With all of that going on, then, it’s hard to remember that we’ve come a really long way since that first Earth Day over 50 years ago! More than ever before, people are indicating an interest in growing organically and growing their own food organically.
And more than ever before, people are listening when you tell them, please don’t spray this–or please don’t spray now–because you will endanger our pollinators. Those sorts of things really are resonating with a majority of people in a way that they might not have 10 or 20 years ago.
In fact, I have even had people tell me that the word “sustainable” is too out of date. I am not sure what the current word or term or phrase might be. I kind of like “sustainable.” To me, it indicates something that’s going to be around awhile. Isn’t that what we’re aiming for?
The other thing that’s almost mainstream these days is native plants. Even the box stores are carrying them. They may not have big signs screaming “Get Your Native Plants Here!,” but they will have some tough, hardy natives that grow well in almost every region available.
Part of this has to do with planting for pollinators. Part of this has to do with planting for unpredictable weather–natives seem to cope with that much better than other plants (once they are established, of course).
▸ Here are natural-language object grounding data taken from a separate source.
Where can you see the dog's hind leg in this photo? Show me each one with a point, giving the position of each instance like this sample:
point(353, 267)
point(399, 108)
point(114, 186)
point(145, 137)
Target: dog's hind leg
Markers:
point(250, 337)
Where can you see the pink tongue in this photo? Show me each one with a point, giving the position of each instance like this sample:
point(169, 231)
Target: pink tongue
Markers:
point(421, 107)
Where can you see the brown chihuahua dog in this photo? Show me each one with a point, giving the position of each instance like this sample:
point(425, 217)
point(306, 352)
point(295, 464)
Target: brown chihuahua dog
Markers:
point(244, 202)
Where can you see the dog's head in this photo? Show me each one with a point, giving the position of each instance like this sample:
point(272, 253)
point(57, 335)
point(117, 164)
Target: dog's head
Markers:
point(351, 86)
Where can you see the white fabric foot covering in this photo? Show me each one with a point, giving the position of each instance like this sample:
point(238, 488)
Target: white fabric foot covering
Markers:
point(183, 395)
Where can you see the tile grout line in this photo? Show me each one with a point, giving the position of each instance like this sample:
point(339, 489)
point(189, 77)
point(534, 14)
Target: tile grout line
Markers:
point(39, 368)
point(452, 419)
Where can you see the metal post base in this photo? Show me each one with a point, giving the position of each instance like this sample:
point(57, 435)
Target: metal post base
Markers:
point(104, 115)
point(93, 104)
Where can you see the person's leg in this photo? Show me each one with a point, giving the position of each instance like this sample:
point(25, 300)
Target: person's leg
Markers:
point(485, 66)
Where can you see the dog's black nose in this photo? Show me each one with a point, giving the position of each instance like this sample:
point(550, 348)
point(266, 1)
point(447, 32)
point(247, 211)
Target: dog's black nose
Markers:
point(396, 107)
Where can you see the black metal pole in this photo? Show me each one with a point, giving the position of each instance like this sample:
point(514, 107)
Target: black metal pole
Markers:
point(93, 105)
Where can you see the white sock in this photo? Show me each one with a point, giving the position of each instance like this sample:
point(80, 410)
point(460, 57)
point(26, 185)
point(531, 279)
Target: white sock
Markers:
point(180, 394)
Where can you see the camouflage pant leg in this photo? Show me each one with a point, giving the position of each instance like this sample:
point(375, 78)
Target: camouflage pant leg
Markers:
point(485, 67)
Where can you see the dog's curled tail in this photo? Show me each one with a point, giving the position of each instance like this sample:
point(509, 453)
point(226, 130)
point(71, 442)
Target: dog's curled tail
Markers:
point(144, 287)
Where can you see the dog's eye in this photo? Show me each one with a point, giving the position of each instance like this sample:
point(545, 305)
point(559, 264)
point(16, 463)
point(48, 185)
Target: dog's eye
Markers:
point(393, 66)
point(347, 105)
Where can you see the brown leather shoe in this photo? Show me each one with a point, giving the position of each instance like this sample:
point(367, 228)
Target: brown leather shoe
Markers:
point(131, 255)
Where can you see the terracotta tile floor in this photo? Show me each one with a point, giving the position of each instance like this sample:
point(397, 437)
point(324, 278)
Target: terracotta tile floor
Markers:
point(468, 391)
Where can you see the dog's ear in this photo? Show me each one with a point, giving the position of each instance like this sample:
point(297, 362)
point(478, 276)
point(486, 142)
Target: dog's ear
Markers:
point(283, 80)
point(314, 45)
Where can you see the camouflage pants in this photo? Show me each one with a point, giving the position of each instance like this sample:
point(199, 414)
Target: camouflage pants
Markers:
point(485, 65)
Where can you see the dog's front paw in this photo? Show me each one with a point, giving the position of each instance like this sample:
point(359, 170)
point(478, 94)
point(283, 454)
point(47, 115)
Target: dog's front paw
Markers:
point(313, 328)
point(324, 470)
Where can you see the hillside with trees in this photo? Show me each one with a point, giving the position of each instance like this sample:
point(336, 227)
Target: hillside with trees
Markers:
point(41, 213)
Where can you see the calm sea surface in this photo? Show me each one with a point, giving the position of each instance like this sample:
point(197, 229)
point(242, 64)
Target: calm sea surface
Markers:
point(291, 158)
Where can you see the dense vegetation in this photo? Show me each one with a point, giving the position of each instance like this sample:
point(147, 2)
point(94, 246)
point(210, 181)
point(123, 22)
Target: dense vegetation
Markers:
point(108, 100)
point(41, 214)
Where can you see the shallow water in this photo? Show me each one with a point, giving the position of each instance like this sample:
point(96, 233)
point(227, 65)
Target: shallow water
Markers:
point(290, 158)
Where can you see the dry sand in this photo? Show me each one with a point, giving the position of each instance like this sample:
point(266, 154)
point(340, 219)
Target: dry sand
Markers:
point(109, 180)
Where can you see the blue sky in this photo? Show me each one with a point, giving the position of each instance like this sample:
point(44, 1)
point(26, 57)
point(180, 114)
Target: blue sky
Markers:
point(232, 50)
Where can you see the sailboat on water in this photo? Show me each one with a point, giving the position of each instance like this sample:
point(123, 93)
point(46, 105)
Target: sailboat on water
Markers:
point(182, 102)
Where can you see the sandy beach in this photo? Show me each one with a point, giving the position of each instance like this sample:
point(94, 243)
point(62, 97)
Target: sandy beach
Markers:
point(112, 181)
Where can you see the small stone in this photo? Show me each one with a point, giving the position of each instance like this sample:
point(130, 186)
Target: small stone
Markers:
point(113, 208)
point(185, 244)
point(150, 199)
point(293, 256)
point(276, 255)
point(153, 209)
And part of this has to do with the fact that natives are just nice plants to grow–many of them bloom for a long time, or produce berries or have lovely fall color–all attributes of other ornamentals that might be harder to grow or fussier in other ways.
Back on that first Earth Day, almost no one was growing natives–or if they were, their neighbors were looking upon them with suspicion as “long haired hippies”, no doubt.
And those first Earth Day chemicals? Names too terrible to mention. So we really have come a long way.
A problem now is that sustainability has become a fad, which brings in all sorts of non sustainable commercialization, as well as a bunch of hooey!
I think you are probably referring to things like “green-washing” and all those companies who try to jump on the “sustainable” bandwagon and who are really doing nothing helpful for our planet or the earth. And when it comes to that sort of nonsense, I couldn’t agree with you more. I have no patience for any of that! There’s no point in trying to live the life style if you’re just a bigger part of the problem.
YES! Exactly! When the ‘urbanite’ (recycled concrete) became popular, so did the technique of pouring thin slabs of NEW concrete, breaking it up, splattering it with mud, and selling it as recycled!
That sort of “commercialism” very sadly infects too much of everything. You see the same thing every October (& who knows how many other months?) when retailers paint everything pink for breast cancer. You really have to research to find out how much those same retailers are donating–sometimes it’s fine, other times, not so much.
With this green washing, I have never seen so many claims made in the name of “environmentally friendly” ( that’s what we get out here) that really aren’t.. I have even seen it used for rubber mulch because supposedly the costs of trucking it in are less–& of course, it’s recycled.
So sure, as with all things, the traps for the consumer are far too many!